[Numpy-discussion] Why are empty arrays False?

Fri Aug 18 20:12:43 EDT 2017

On Fri, Aug 18, 2017 at 2:45 PM, Michael Lamparski
<diagonaldevice at gmail.com> wrote:
> Greetings, all.  I am troubled.
>
> The TL;DR is that `bool(array([])) is False` is misleading, dangerous, and
> unnecessary. Let's begin with some examples:
>
>>>> bool(np.array(1))
> True
>>>> bool(np.array(0))
> False
>>>> bool(np.array([0, 1]))
> ValueError: The truth value of an array with more than one element is
> ambiguous.
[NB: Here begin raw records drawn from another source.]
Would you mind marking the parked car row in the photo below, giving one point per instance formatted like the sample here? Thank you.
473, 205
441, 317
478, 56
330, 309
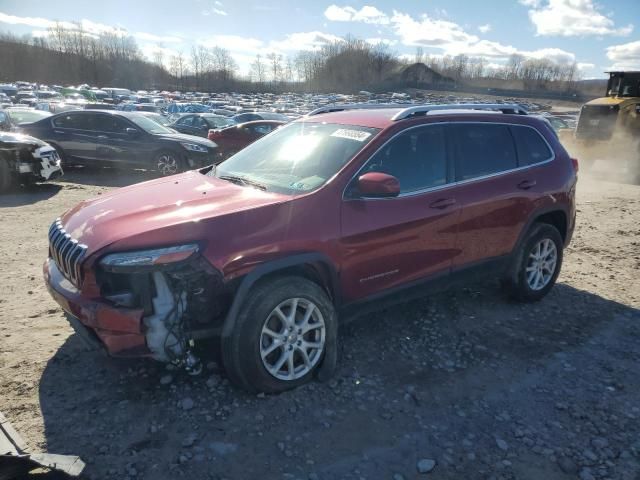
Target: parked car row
266, 251
25, 159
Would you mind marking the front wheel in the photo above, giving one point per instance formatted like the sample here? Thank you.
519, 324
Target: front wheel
536, 265
280, 336
168, 163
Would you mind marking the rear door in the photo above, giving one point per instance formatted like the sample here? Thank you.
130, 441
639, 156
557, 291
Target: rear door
391, 242
496, 190
200, 127
185, 124
113, 143
74, 133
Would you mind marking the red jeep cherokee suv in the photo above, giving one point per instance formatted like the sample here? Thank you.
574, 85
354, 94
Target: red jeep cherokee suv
266, 251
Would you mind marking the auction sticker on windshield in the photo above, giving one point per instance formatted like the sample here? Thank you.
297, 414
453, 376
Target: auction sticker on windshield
356, 135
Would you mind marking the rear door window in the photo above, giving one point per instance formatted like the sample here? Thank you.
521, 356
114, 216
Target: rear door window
532, 148
186, 121
483, 149
110, 123
417, 158
72, 120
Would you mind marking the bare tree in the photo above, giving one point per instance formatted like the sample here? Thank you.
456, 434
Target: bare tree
258, 70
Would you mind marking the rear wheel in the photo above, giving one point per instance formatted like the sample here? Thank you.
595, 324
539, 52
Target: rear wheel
537, 264
280, 336
168, 163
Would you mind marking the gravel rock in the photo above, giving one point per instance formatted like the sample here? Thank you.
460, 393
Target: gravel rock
585, 474
502, 445
223, 448
426, 465
189, 440
567, 465
186, 404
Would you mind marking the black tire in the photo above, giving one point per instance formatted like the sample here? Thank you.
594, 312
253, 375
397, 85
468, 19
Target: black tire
169, 162
241, 352
6, 176
64, 159
516, 283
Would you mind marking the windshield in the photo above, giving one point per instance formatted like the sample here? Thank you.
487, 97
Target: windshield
148, 125
297, 158
27, 116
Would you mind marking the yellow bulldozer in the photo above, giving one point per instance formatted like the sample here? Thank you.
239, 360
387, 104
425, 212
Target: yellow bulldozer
609, 127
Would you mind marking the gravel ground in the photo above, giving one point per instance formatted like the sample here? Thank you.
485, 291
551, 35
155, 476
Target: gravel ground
462, 384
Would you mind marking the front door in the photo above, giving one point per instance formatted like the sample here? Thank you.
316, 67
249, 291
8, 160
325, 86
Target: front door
392, 242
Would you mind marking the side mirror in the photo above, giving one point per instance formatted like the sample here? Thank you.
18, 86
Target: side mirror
378, 185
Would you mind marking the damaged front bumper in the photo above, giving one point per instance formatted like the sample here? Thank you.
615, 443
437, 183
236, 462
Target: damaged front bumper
45, 164
119, 330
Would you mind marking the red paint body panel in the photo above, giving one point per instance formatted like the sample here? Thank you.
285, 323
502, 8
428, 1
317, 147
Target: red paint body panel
119, 329
373, 244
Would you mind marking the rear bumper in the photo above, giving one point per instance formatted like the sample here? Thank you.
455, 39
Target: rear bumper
119, 331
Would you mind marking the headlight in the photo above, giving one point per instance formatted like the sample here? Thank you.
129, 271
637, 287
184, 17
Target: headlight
194, 147
148, 258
Use a.any() or a.all()
>>>> bool(np.array([1]))
> True
>>>> bool(np.array([0]))
> False
>>>> bool(np.array([]))
> False
>
> One of these things is not like the other.
>
> The first three results embody a design that is consistent with some of the
> most fundamental design choices in numpy, such as the choice to have
> comparison operators like `==` work elementwise.  And it is the only such
> design I can think of that is consistent in all edge cases. (see footnote 1)
>
> The next two examples (involving arrays of shape (1,)) are a straightforward
> extension of the design to arrays that are isomorphic to scalars.  I can't
> say I recall ever finding a use for this feature... but it seems fairly
> harmless.
>
> So how about that last example, with array([])?  Well... it's /kind of/ like
> how other python containers work, right? Falseness is emptiness (see
> footnote 2)...  Except that this is actually *a complete lie*, due to /all
> of the other examples above/!

Yeah, numpy tries to follow Python conventions, except sometimes you
run into these cases where it's trying to simultaneously follow two
incompatible extensions and things get... problematic.
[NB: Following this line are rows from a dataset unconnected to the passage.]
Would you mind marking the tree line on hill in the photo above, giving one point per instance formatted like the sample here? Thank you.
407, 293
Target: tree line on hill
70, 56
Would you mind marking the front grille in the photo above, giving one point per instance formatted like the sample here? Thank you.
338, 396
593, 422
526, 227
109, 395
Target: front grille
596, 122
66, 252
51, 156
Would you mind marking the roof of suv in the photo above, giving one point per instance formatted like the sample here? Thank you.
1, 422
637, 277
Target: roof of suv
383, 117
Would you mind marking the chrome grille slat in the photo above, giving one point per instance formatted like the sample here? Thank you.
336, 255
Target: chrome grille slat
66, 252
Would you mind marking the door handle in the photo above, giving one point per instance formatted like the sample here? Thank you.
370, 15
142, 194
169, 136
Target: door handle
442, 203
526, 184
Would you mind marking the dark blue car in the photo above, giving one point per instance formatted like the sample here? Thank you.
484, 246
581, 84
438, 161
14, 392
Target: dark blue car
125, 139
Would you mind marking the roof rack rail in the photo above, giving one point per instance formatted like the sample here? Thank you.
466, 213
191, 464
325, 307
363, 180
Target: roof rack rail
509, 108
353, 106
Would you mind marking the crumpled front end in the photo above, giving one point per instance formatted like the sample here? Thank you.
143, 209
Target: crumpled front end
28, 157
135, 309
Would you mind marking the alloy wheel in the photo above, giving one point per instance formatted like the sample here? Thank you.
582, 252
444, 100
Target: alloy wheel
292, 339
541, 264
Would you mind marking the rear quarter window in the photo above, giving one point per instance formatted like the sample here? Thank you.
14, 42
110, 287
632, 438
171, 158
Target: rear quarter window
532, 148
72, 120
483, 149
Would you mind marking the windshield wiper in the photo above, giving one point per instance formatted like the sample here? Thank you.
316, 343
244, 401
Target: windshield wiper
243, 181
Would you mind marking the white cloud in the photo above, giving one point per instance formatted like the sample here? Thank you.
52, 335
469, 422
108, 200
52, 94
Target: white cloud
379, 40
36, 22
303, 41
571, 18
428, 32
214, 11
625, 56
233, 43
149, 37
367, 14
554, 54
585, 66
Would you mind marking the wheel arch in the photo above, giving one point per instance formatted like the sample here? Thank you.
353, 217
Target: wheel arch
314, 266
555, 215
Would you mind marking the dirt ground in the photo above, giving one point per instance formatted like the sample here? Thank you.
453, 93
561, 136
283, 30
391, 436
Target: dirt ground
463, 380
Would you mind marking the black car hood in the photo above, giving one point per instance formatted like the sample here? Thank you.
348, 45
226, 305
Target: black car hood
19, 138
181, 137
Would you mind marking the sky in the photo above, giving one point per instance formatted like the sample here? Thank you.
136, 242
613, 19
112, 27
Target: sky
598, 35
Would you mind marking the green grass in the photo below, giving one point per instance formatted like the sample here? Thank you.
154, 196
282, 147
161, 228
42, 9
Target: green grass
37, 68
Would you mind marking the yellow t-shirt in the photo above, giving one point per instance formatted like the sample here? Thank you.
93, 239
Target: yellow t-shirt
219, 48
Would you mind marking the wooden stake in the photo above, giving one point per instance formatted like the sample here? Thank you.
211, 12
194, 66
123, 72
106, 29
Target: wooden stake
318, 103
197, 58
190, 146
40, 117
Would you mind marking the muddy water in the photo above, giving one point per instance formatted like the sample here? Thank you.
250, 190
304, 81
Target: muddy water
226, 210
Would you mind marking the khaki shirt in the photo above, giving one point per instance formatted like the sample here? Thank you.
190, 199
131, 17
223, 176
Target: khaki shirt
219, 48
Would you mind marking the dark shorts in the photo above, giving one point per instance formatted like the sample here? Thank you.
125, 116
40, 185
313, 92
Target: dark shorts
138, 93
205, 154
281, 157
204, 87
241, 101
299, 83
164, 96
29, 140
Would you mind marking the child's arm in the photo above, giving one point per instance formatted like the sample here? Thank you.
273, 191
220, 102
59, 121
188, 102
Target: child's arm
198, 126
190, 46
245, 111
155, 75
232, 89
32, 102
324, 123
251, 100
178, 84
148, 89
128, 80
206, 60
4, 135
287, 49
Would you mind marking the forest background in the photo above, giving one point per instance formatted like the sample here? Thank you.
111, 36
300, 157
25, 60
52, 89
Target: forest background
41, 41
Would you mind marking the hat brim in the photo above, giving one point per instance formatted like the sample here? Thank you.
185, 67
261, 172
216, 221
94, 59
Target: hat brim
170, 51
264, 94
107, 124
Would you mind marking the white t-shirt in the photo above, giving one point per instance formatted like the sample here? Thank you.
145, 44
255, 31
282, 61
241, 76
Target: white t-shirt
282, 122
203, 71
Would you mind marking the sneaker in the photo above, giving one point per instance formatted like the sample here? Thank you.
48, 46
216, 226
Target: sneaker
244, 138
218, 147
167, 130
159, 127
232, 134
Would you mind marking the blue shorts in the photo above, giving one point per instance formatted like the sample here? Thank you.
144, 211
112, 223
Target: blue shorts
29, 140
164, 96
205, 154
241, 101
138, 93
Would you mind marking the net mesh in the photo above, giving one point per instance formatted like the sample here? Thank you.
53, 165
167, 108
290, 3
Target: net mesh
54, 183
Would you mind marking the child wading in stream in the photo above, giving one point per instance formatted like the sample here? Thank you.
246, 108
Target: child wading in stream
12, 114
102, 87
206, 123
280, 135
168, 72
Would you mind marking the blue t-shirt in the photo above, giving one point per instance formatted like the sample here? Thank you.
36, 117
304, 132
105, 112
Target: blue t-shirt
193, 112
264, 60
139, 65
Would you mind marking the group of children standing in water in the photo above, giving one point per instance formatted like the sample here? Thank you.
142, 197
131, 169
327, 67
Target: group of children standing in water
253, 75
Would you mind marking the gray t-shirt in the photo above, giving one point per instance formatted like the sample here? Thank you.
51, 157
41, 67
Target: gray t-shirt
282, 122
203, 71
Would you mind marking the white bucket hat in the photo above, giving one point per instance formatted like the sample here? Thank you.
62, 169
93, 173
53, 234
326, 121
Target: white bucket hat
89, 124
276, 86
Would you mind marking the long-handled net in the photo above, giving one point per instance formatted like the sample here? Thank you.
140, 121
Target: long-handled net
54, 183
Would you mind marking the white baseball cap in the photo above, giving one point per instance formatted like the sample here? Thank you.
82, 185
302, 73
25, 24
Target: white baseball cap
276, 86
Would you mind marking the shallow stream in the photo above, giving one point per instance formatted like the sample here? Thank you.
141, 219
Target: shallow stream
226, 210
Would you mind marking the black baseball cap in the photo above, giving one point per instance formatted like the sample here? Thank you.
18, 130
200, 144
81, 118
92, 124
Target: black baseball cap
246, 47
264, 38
> Here's what I would like to see:
>
>>>> bool(np.array([]))
> ValueError: The truth value of a non-scalar array is ambiguous. Use a.any()
> or a.all()
>
> Why do I care?  Well, I myself wasted an hour barking up the wrong tree
> while debugging some code when it turned out that I was mistakenly using
> truthiness to identify empty arrays. It just so happened that the arrays
> always contained 1 or 0 elements, so it /appeared/ to work except in the
> rare case of array([0]) where things suddenly exploded.
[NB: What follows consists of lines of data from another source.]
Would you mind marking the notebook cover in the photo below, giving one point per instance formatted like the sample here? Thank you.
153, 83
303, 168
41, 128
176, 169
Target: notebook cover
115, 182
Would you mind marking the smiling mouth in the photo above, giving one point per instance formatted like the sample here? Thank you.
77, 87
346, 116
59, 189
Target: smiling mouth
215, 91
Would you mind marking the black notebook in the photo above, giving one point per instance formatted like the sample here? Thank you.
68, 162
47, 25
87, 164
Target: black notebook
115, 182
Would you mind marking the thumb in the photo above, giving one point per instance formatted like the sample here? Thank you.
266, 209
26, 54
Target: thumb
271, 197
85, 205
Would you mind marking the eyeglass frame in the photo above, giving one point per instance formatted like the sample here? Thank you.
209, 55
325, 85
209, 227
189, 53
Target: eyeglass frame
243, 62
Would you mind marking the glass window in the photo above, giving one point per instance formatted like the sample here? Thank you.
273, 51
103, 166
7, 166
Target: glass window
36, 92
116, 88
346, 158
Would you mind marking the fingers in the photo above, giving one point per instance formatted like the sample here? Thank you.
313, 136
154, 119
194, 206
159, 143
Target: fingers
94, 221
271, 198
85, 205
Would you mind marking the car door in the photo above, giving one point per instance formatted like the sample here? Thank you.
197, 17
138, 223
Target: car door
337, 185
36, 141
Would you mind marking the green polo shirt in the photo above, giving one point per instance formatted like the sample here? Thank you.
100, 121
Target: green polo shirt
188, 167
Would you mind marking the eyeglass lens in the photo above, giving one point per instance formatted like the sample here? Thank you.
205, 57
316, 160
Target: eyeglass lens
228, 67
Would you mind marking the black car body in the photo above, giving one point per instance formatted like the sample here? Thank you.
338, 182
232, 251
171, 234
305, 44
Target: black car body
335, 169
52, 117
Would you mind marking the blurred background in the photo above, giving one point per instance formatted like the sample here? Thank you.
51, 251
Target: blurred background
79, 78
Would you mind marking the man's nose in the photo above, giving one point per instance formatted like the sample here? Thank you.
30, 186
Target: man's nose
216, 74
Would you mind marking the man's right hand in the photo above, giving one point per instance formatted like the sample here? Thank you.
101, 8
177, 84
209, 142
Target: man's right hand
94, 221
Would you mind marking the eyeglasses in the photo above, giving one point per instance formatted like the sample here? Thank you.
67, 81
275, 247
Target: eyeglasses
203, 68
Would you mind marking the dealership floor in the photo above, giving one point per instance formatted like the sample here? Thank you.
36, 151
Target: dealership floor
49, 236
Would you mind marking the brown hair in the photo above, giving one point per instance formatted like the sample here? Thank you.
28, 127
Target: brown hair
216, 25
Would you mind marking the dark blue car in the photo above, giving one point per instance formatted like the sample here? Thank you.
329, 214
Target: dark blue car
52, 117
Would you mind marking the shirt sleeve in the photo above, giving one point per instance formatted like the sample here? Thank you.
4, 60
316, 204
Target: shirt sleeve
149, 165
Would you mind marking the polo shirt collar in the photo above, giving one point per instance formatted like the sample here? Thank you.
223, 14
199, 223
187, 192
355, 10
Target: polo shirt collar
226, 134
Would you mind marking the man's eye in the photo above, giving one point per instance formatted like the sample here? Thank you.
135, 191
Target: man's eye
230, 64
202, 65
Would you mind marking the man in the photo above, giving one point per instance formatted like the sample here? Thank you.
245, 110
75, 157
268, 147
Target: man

Yeah, we should probably deprecate and remove this (though it will
take some time).

> 2: np.array([[[[]]]]) is also False, which makes this an interesting sort of
> n-dimensional emptiness test; but if that's really what you're looking for,
> you can achieve this much more safely with `np.all(x.shape)` or
> `bool(x.flat)`

x.size is also useful for emptiness checking.

-n

-- 
Nathaniel J. Smith -- https://vorpus.org